All’estero come è considerato il team Go Eleven?
«Il Team è molto conosciuto e abbiamo molti followers anche all’estero. Il lavoro che sta facendo in questo senso mio figlio Elia sta facendo continuamente crescere la nostra immagine e sta dando grossi risultati in termini di visibilità internazionale. Negli ultimi anni il passaggio a Ducati, l’ingaggio di Laverty, Chaz e oggi Philipp, che sono personalità molto conosciute sia nei loro paesi di origine che nel mondo, ci ha aiutato moltissimo in termini di visibilità! Inoltre cosa spinge il nostro brand awareness sono sempre i risultati!».
Pensava di riuscire in questa splendida avventura? E soprattutto quali sacrifici sono stati necessari alla realizzazione di questo sogno?

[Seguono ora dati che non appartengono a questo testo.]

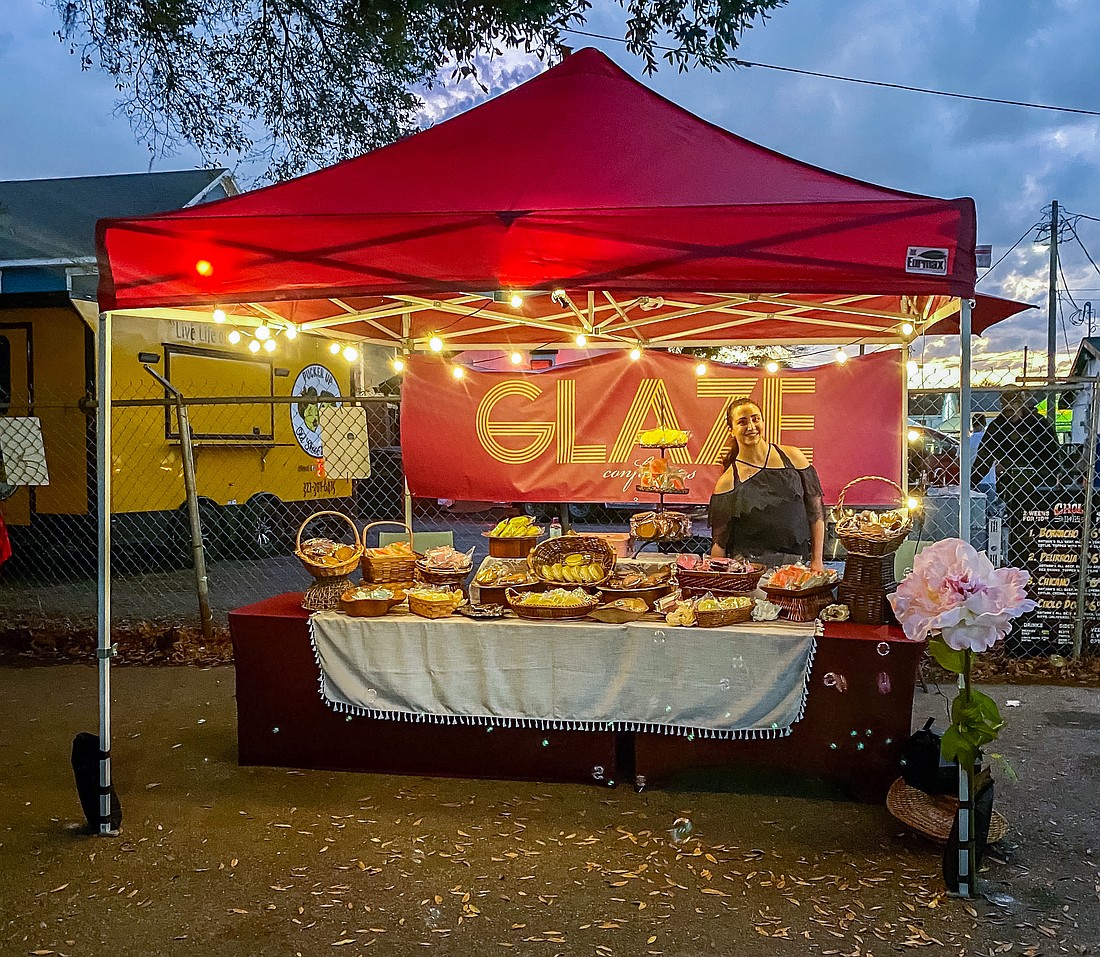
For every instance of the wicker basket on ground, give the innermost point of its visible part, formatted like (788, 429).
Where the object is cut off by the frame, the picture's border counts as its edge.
(873, 540)
(554, 551)
(333, 567)
(384, 569)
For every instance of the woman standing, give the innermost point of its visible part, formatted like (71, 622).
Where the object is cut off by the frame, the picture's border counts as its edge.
(768, 504)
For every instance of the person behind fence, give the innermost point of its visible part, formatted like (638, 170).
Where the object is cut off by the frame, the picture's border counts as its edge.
(768, 503)
(1022, 446)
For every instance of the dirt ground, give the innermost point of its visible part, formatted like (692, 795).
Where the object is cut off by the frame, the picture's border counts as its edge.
(260, 860)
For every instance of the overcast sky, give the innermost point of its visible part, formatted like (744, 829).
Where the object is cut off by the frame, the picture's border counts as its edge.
(58, 121)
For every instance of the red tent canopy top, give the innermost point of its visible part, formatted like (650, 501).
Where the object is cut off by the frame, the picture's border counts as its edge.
(580, 179)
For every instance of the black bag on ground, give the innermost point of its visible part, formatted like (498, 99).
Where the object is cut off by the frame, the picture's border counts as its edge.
(86, 771)
(922, 766)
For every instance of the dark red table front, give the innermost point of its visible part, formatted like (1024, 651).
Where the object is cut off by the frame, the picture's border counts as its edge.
(858, 712)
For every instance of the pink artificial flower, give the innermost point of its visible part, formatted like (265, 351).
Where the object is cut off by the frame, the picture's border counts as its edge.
(955, 591)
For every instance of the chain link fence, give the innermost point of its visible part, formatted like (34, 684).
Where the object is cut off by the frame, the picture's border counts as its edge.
(260, 474)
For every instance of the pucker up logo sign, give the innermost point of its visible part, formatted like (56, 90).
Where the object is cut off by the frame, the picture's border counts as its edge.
(927, 261)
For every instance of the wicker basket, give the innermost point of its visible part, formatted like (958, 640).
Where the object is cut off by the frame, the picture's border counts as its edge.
(933, 814)
(338, 571)
(722, 618)
(548, 613)
(553, 550)
(804, 605)
(509, 546)
(428, 608)
(864, 545)
(700, 583)
(382, 570)
(867, 606)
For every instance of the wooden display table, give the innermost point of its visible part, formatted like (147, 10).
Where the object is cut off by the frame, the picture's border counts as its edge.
(283, 722)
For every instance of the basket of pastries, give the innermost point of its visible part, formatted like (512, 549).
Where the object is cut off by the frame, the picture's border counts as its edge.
(433, 601)
(556, 605)
(639, 580)
(323, 558)
(572, 560)
(718, 612)
(696, 575)
(660, 526)
(370, 601)
(497, 574)
(800, 592)
(871, 532)
(619, 611)
(513, 537)
(444, 565)
(394, 562)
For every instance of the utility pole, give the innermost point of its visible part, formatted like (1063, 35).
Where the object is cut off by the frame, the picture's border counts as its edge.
(1052, 312)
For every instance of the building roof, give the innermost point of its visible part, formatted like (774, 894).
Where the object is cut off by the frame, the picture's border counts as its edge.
(55, 219)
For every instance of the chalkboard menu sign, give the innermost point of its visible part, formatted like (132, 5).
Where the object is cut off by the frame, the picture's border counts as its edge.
(1046, 541)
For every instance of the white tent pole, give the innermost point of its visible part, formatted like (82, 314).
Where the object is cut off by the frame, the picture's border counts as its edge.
(103, 514)
(965, 309)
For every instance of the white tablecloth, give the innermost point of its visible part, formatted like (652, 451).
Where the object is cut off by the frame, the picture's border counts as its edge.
(746, 681)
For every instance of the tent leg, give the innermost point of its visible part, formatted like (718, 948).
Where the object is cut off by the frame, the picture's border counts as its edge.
(106, 648)
(965, 316)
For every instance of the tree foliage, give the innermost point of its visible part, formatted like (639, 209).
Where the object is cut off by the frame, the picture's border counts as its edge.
(305, 83)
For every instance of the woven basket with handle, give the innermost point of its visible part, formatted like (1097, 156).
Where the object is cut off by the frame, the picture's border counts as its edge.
(384, 569)
(338, 569)
(871, 542)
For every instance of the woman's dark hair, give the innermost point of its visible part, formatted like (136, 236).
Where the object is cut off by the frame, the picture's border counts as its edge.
(735, 404)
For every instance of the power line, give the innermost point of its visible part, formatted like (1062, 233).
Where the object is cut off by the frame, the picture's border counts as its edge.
(851, 79)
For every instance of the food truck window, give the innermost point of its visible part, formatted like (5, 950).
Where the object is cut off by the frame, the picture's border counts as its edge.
(201, 373)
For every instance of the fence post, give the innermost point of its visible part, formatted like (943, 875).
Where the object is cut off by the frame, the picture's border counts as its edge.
(1090, 471)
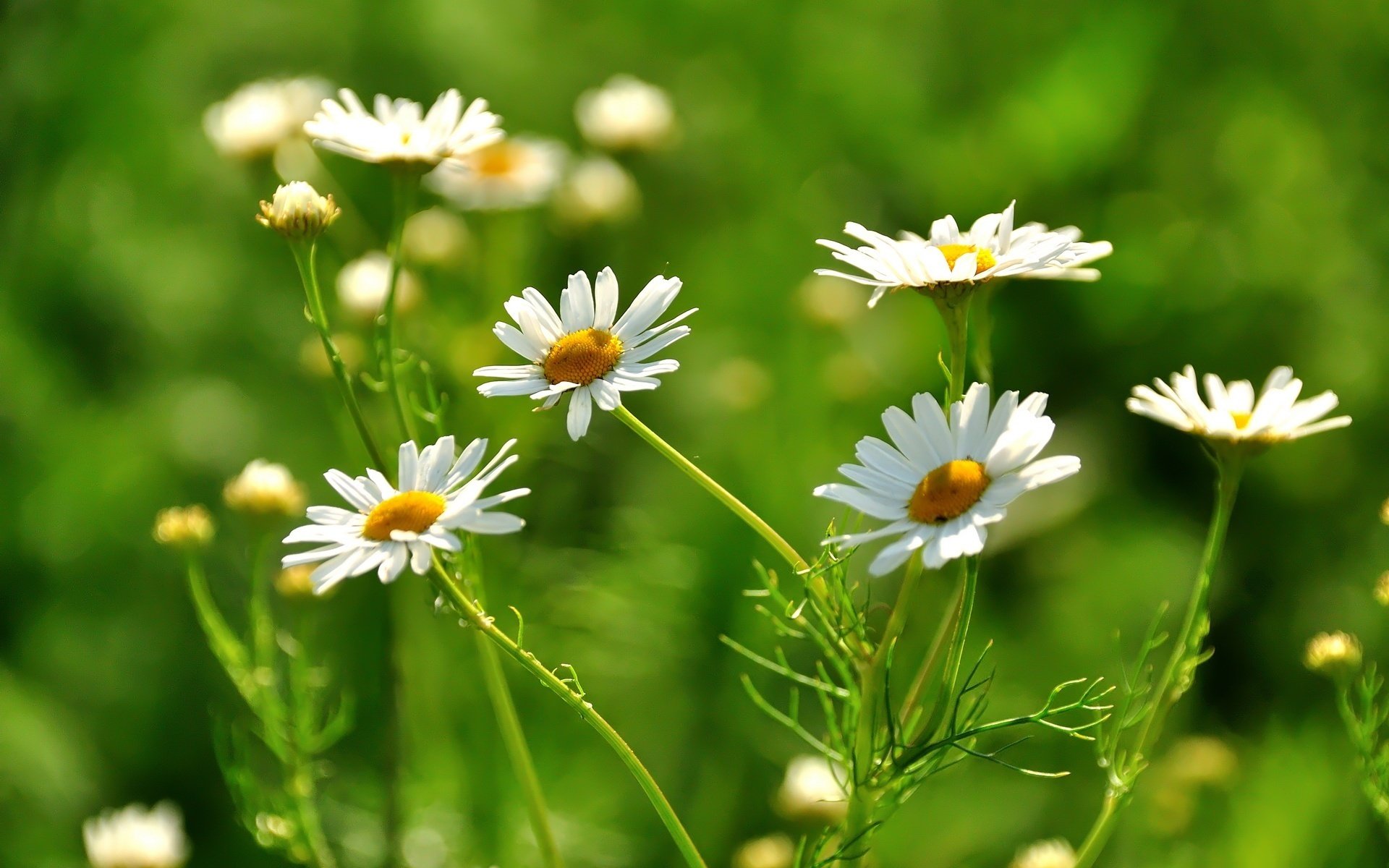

«Sì sinceramente pensavo di riuscirci perché normalmente se mi metto qualcosa in testa devo riuscire a farla. Il problema è che questa avventura costa parecchi soldi e non produce un vero reddito se non a livello di gratificazione per i risultati ottenuti, pertanto magari non tutti sarebbero disposti a fare determinati sacrifici finanziari, non credo ci siano molte persone disposte a ragionare senza un vero e proprio ritorno economico determinato. Se fai un lavoro o vendi qualcosa vieni remunerato, se vinci o ti comporti bene con un team (stiamo comunque parlando di Mondiale SBK, la massima espressione del motociclismo in pista dopo la MotoGp) la remunerazione può arrivare solo da nuovi sponsors, il problema è che non ci sono collegamenti tra le due cose e vincere non vuole dire ottenere più budget… anzi ti obbliga a mantenere uno standard elevato e investire di più e quindi incrementare i tuoi sacrifici finanziari. Non dimentichiamo che noi abbiamo un altro lavoro quindi dobbiamo aggiungere i sacrifici enormi di tempo… il campionato ci fa stare via da casa per molti giorni all’anno, e spesso abbiamo tante persone in viaggio. Poi, però, quando uno si ferma un attimo e ragiona su quello che è il team oggi, una delle migliori squadre a livello mondiale, che può competere ad alti livelli e con buoni piloti nel worldSBK, contro colossi del calibro di Yamaha, Honda, BMW, Kawasaki, genera un’emozione unica e spinge sempre a fare un piccolo passo avanti».